期刊
PROCEEDINGS OF THE NATIONAL ACADEMY OF SCIENCES OF THE UNITED STATES OF AMERICA
卷 115, 期 39, 页码 9791-9796出版社
NATL ACAD SCIENCES
DOI: 10.1073/pnas.1808274115
关键词
conjugation; soil physics; vadose zone; Pseudomonas putida; HGT
资金
- European Research Council [ERC-320499-SoilLife]
- RTD SystemsX.ch project MicroscapesX
- Swiss National Science Foundation [P2EZP2 175128]

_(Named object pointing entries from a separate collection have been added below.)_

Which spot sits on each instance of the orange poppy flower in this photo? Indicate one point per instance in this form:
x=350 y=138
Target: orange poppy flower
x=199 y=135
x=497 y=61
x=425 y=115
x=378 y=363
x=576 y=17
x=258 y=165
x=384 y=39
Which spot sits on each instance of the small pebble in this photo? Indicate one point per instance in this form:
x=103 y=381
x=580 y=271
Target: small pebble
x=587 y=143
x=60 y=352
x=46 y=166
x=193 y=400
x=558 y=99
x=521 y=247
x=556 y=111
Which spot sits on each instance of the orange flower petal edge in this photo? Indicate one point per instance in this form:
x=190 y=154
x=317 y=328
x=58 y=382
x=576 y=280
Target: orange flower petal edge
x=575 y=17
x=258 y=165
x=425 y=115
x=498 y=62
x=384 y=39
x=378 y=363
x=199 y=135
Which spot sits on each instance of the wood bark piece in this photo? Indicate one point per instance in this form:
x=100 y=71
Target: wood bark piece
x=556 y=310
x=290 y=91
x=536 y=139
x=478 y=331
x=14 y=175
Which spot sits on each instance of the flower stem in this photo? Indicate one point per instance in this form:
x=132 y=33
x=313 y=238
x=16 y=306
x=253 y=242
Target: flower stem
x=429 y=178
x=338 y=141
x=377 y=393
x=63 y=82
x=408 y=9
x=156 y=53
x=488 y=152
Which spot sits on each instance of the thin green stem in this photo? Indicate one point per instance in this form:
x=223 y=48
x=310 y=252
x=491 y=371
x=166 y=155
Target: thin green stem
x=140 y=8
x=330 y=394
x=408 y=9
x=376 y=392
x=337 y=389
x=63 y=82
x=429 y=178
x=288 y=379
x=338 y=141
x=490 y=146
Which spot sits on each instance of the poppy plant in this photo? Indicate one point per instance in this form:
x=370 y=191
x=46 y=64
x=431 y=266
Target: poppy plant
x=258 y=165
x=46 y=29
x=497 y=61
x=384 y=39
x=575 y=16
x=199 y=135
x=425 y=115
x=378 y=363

Bacterial cell-to-cell interactions are in the core of evolutionary and ecological processes in soil and other environments. Under most conditions, natural soils are unsaturated where the fragmented aqueous habitats and thin liquid films confine bacterial cells within small volumes and close proximity for prolonged periods. We report effects of a range of hydration conditions on bacterial cell-level interactions that are marked by plasmid transfer between donor and recipient cells within populations of the soil bacterium Pseudomonas putida. Using hydration-controlled sand microcosms, we demonstrate that the frequency of cell-to-cell contacts under prescribed hydration increases with lowering water potential values (i.e., under drier conditions where the aqueous phase shrinks and fragments). These observations were supported using a mechanistic individual-based model for linking macroscopic soil water potential to microscopic distribution of liquid phase and explicit bacterial cell interactions in a simplified porous medium. Model results are in good agreement with observations and inspire confidence in the underlying mechanisms. The study highlights important physical factors that control short-range bacterial cell interactions in soil and on surfaces, specifically, the central role of the aqueous phase in mediating bacterial interactions and conditions that promote genetic information transfer in support of soil microbial diversity.